Mobile phones have made life easier, better, more secure, and more interesting for millions of people. Dowden points out that the explosion of cell phone use and its effects came as a surprise to many experts, in part because people’s “desire to communicate” had been greatly underestimated.

That desire is one of the things I love most about Africa – the readiness of people to converse, to argue, to parse, to discuss, to disagree. The channels of communication have always been open, but with mobile phones, people’s ideas travel farther than ever.
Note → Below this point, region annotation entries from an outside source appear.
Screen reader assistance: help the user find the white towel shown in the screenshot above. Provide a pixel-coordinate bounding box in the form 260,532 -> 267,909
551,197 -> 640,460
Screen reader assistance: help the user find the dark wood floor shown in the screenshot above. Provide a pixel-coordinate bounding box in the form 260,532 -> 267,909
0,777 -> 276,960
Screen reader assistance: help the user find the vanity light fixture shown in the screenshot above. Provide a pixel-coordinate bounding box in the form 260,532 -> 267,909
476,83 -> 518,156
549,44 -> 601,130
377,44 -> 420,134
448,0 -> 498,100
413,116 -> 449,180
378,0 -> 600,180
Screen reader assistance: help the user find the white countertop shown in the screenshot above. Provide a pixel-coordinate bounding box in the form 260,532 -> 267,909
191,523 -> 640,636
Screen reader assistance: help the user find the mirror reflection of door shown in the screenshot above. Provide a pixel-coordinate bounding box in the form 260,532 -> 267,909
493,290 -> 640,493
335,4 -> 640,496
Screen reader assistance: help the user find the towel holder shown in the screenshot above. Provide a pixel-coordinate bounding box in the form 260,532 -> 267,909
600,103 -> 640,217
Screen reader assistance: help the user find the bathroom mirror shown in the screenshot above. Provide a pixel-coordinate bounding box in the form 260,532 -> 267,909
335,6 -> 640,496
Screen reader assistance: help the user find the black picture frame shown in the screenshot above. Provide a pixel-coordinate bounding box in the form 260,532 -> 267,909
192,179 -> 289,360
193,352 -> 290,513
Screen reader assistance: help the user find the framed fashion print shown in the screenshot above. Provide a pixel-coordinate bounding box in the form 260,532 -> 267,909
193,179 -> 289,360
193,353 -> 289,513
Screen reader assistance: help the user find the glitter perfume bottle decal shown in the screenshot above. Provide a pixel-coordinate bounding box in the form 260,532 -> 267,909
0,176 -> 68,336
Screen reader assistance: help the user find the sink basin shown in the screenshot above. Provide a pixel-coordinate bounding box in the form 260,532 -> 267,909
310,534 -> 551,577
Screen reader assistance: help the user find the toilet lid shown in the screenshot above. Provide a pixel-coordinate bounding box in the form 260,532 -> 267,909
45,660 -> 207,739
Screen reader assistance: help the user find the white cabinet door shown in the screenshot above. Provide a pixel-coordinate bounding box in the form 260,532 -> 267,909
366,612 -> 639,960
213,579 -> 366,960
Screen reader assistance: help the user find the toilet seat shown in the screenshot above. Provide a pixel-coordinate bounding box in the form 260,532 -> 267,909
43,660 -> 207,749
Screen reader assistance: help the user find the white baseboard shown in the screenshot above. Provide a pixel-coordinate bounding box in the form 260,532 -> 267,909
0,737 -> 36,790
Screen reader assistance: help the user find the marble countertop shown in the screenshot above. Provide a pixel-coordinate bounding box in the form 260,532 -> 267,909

And while people in Kenya talk a lot on their phones, this doesn’t seem to have inhibited face-to-fact interactions. When I was there most recently, I had many long and interesting conversations with complete strangers. (Often, they would then ask for my phone number.)

One day, I was walking down the street when an old man asked me where I was from. He wanted to know what I thought of Nairobi, what I was doing there, and so on. I mentioned that it had been a long time since I had been there, and how much I thought the city had changed.

“Everyone has one of these now,” I said, and pulled out my ancient phone.

The man looked at it, and his eyes widened.

“I used to have this exact same phone!” he said. “I loved that phone. It never, ever failed.”